By: Ashley Broadbelt January 1st, protesters filled the streets of Nigeria following the government’s announcement to remove fuel subsidy, which would subsequently cause an increase in gas prices.
GoodLuck Jonathan, President of Nigeria, faced heavy criticism from the public. Originally the plan was to increase the fuel price from about 65 naira per liter to approximately 141 naira per liter
Jonathan stated that the cut would save at least $8 million a year.
“The typical Nigerian has no money to buy a car or a bike,” said Ihejirika. He added that the Nigerian government should not have to subsidize the lifestyle of those who are already rich and Congress should use money for a mass transit system.
As a result from the strike, the Nigerian government and the trade workers were able to reach an agreement. . On January 16th, protests were suspended as President Jonathan announced the reduction in the price of gas was down to approximately 95 naira per liter.
The strikes in Nigeria hit home to Lincoln University as Political Science professor, Dr. Chieke Ihejirika, witnessed the protest in person from the day it began.
According to Ihejirika, the protests had a deeper meaning, beyond the oil issue, particularly the country’s politics.
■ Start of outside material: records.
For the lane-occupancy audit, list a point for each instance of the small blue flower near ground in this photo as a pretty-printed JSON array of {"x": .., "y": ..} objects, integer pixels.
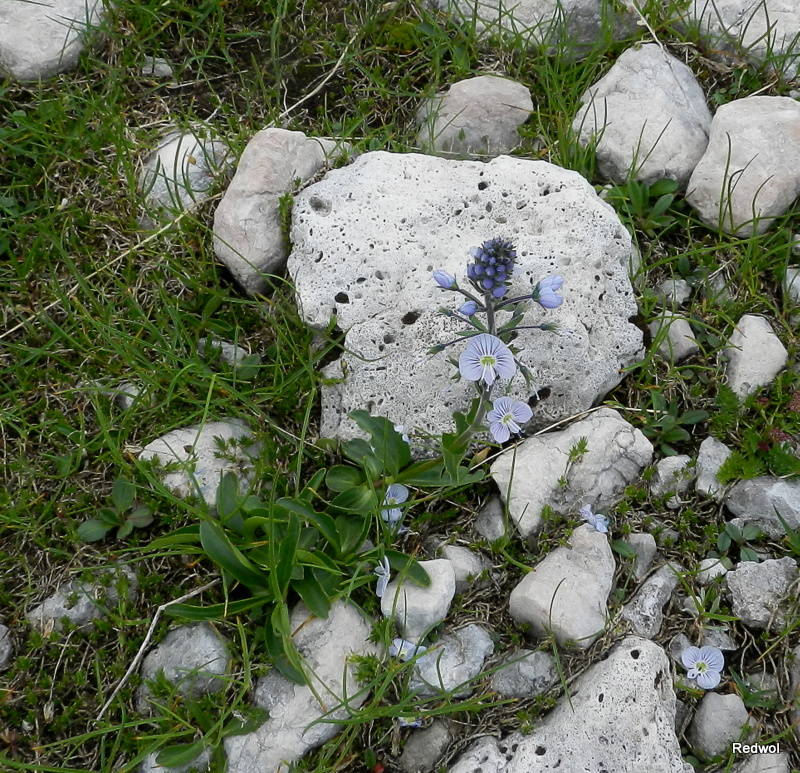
[
  {"x": 506, "y": 417},
  {"x": 704, "y": 665},
  {"x": 599, "y": 521},
  {"x": 396, "y": 494},
  {"x": 545, "y": 292},
  {"x": 486, "y": 358}
]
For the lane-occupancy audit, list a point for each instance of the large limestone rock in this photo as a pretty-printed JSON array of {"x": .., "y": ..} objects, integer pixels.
[
  {"x": 41, "y": 39},
  {"x": 327, "y": 647},
  {"x": 649, "y": 115},
  {"x": 368, "y": 237},
  {"x": 248, "y": 227},
  {"x": 749, "y": 171},
  {"x": 530, "y": 476}
]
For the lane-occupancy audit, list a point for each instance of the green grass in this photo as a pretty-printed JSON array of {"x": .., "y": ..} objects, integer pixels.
[{"x": 91, "y": 300}]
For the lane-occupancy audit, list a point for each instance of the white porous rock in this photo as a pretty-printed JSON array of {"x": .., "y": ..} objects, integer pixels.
[
  {"x": 368, "y": 237},
  {"x": 760, "y": 592},
  {"x": 710, "y": 457},
  {"x": 644, "y": 546},
  {"x": 451, "y": 665},
  {"x": 567, "y": 591},
  {"x": 718, "y": 722},
  {"x": 180, "y": 173},
  {"x": 81, "y": 602},
  {"x": 674, "y": 337},
  {"x": 755, "y": 354},
  {"x": 751, "y": 168},
  {"x": 39, "y": 40},
  {"x": 574, "y": 27},
  {"x": 327, "y": 648},
  {"x": 760, "y": 31},
  {"x": 476, "y": 117},
  {"x": 248, "y": 228},
  {"x": 416, "y": 609},
  {"x": 645, "y": 611},
  {"x": 710, "y": 569},
  {"x": 195, "y": 658},
  {"x": 615, "y": 455},
  {"x": 524, "y": 674},
  {"x": 673, "y": 475},
  {"x": 620, "y": 718},
  {"x": 649, "y": 117},
  {"x": 762, "y": 500},
  {"x": 195, "y": 461}
]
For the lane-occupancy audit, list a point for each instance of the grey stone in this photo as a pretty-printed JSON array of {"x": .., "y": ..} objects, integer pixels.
[
  {"x": 644, "y": 546},
  {"x": 759, "y": 592},
  {"x": 195, "y": 458},
  {"x": 615, "y": 455},
  {"x": 327, "y": 648},
  {"x": 524, "y": 674},
  {"x": 81, "y": 602},
  {"x": 718, "y": 722},
  {"x": 649, "y": 117},
  {"x": 567, "y": 591},
  {"x": 194, "y": 658},
  {"x": 749, "y": 173},
  {"x": 673, "y": 475},
  {"x": 248, "y": 227},
  {"x": 467, "y": 566},
  {"x": 455, "y": 660},
  {"x": 476, "y": 117},
  {"x": 756, "y": 501},
  {"x": 180, "y": 173},
  {"x": 645, "y": 611},
  {"x": 378, "y": 228},
  {"x": 39, "y": 40},
  {"x": 491, "y": 520},
  {"x": 620, "y": 718},
  {"x": 710, "y": 458},
  {"x": 424, "y": 748},
  {"x": 755, "y": 354},
  {"x": 416, "y": 609},
  {"x": 674, "y": 337},
  {"x": 710, "y": 569}
]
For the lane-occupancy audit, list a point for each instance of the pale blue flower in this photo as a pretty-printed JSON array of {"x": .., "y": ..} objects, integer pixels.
[
  {"x": 485, "y": 359},
  {"x": 405, "y": 649},
  {"x": 396, "y": 494},
  {"x": 384, "y": 573},
  {"x": 444, "y": 280},
  {"x": 506, "y": 417},
  {"x": 599, "y": 521},
  {"x": 704, "y": 665},
  {"x": 545, "y": 292}
]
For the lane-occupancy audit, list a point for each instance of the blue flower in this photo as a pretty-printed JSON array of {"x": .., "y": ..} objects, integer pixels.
[
  {"x": 405, "y": 649},
  {"x": 599, "y": 521},
  {"x": 493, "y": 267},
  {"x": 506, "y": 417},
  {"x": 545, "y": 292},
  {"x": 384, "y": 573},
  {"x": 704, "y": 665},
  {"x": 485, "y": 359},
  {"x": 444, "y": 280},
  {"x": 396, "y": 494}
]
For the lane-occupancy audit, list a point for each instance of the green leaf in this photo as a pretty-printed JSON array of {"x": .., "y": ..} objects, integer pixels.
[
  {"x": 123, "y": 494},
  {"x": 223, "y": 553},
  {"x": 180, "y": 754},
  {"x": 341, "y": 477},
  {"x": 91, "y": 531}
]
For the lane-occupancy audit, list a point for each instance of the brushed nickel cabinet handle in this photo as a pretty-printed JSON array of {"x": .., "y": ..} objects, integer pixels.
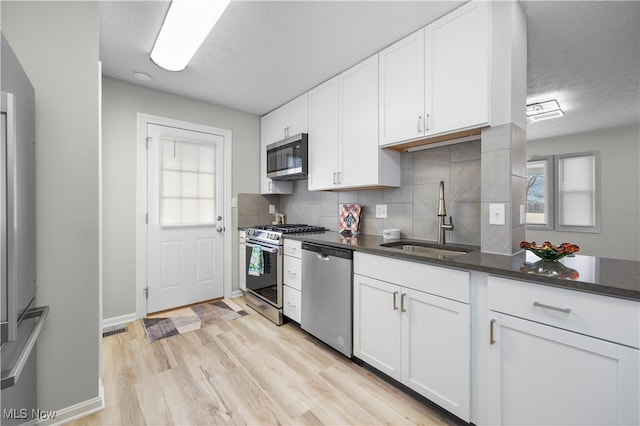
[
  {"x": 491, "y": 339},
  {"x": 553, "y": 308}
]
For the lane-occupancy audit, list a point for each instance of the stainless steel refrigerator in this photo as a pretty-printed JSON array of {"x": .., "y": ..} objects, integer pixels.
[{"x": 21, "y": 320}]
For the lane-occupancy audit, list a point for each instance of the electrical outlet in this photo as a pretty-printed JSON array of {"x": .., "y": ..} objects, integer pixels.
[{"x": 496, "y": 214}]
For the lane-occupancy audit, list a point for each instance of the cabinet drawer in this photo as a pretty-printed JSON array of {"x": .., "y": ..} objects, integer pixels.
[
  {"x": 292, "y": 272},
  {"x": 594, "y": 315},
  {"x": 292, "y": 303},
  {"x": 450, "y": 283},
  {"x": 293, "y": 248}
]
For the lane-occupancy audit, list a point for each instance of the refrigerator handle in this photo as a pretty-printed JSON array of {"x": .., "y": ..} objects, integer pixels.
[{"x": 13, "y": 374}]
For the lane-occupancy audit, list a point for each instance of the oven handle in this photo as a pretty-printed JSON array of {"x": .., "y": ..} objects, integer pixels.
[{"x": 264, "y": 248}]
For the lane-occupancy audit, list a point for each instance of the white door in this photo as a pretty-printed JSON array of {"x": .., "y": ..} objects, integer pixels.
[
  {"x": 402, "y": 90},
  {"x": 376, "y": 324},
  {"x": 542, "y": 375},
  {"x": 185, "y": 223}
]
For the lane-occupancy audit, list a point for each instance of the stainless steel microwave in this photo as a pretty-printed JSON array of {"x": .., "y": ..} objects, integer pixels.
[{"x": 287, "y": 159}]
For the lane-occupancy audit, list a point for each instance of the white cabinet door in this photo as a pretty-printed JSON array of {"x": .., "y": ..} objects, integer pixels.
[
  {"x": 457, "y": 70},
  {"x": 292, "y": 303},
  {"x": 544, "y": 375},
  {"x": 402, "y": 90},
  {"x": 377, "y": 324},
  {"x": 289, "y": 119},
  {"x": 359, "y": 157},
  {"x": 268, "y": 186},
  {"x": 324, "y": 121},
  {"x": 436, "y": 350},
  {"x": 280, "y": 124}
]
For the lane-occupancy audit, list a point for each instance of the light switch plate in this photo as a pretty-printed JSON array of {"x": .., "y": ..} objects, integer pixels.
[
  {"x": 381, "y": 211},
  {"x": 496, "y": 214}
]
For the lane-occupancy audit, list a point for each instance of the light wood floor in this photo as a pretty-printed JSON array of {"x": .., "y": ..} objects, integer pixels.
[{"x": 244, "y": 371}]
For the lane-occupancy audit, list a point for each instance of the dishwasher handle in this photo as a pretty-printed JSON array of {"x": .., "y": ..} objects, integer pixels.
[{"x": 327, "y": 252}]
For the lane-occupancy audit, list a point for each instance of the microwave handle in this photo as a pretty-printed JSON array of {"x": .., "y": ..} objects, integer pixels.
[{"x": 267, "y": 249}]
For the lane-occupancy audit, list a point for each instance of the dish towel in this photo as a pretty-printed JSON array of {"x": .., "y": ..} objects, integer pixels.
[{"x": 256, "y": 263}]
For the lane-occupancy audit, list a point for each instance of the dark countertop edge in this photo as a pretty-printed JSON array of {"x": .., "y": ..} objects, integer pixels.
[{"x": 477, "y": 261}]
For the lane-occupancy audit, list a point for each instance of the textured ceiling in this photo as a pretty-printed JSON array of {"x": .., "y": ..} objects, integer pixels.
[{"x": 263, "y": 53}]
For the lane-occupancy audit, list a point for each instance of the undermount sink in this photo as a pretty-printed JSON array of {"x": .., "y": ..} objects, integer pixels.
[{"x": 427, "y": 249}]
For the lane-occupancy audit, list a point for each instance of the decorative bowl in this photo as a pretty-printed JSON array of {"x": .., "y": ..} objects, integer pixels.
[{"x": 548, "y": 251}]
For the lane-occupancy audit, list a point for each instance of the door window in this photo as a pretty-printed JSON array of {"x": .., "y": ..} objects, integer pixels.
[{"x": 188, "y": 182}]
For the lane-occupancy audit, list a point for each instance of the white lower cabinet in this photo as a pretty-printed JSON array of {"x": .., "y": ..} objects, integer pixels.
[
  {"x": 418, "y": 338},
  {"x": 292, "y": 274},
  {"x": 242, "y": 262},
  {"x": 542, "y": 373}
]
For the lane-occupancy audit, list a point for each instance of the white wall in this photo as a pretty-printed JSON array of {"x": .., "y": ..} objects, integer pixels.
[
  {"x": 121, "y": 102},
  {"x": 619, "y": 235},
  {"x": 57, "y": 44}
]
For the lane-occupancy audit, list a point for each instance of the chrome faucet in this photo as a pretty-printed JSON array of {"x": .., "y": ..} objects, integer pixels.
[{"x": 442, "y": 213}]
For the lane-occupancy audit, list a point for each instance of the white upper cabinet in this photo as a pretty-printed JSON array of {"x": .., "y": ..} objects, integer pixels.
[
  {"x": 268, "y": 186},
  {"x": 457, "y": 70},
  {"x": 436, "y": 81},
  {"x": 343, "y": 133},
  {"x": 402, "y": 90}
]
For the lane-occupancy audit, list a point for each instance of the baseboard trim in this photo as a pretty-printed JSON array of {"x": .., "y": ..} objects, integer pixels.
[
  {"x": 115, "y": 322},
  {"x": 77, "y": 411}
]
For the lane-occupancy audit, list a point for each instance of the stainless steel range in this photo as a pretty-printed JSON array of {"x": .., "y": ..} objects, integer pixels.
[{"x": 264, "y": 281}]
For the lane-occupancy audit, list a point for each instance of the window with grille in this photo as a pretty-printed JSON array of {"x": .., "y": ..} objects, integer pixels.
[
  {"x": 577, "y": 192},
  {"x": 187, "y": 183},
  {"x": 563, "y": 193}
]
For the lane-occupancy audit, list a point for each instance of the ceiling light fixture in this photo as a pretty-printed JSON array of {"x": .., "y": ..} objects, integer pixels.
[
  {"x": 142, "y": 76},
  {"x": 187, "y": 24},
  {"x": 543, "y": 111}
]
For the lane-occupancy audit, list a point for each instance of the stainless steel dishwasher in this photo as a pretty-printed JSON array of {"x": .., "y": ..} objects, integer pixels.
[{"x": 327, "y": 295}]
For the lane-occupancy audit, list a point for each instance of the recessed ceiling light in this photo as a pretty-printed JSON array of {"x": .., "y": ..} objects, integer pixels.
[
  {"x": 142, "y": 76},
  {"x": 184, "y": 29},
  {"x": 544, "y": 111}
]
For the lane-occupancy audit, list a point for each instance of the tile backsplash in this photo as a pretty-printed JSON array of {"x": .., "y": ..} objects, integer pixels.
[{"x": 412, "y": 207}]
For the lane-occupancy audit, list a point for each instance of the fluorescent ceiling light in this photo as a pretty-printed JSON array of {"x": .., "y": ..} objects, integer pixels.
[
  {"x": 545, "y": 116},
  {"x": 187, "y": 24},
  {"x": 544, "y": 111}
]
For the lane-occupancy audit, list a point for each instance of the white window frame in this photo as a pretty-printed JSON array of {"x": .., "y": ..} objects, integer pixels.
[
  {"x": 549, "y": 193},
  {"x": 596, "y": 196},
  {"x": 552, "y": 180}
]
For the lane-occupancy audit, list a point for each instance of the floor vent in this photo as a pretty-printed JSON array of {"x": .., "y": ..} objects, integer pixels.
[{"x": 114, "y": 331}]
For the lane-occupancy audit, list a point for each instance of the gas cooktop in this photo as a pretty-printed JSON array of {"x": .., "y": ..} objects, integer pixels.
[
  {"x": 271, "y": 234},
  {"x": 293, "y": 228}
]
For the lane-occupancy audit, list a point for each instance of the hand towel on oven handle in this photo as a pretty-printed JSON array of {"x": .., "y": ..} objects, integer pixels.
[{"x": 256, "y": 263}]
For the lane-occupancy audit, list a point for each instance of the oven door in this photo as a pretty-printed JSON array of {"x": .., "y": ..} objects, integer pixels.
[{"x": 268, "y": 285}]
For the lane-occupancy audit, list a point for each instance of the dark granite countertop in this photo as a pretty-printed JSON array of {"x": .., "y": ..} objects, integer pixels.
[{"x": 610, "y": 277}]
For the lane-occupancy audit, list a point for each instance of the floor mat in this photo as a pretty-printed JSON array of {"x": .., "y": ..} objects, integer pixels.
[{"x": 190, "y": 318}]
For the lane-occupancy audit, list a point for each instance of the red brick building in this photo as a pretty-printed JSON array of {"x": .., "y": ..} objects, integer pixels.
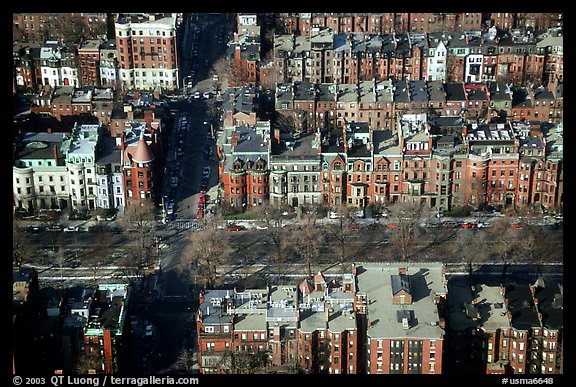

“It was ill-motivated by the labor elite, who are part of the problem,” said Ihejirika.
The oil protest was just a small factor of a complex situation in Nigeria, which is the largest country in Africa that exports oil to other countries, including the United States.
Political Science and History student, Ubong Ikpe, agreed, stating that 99% of the Nigerian Population live in poverty and the oil subsidy would not have an impact on their lives.
“I do believe that the ones who are enlightened are driving the country into the right direction,” Ikpe said.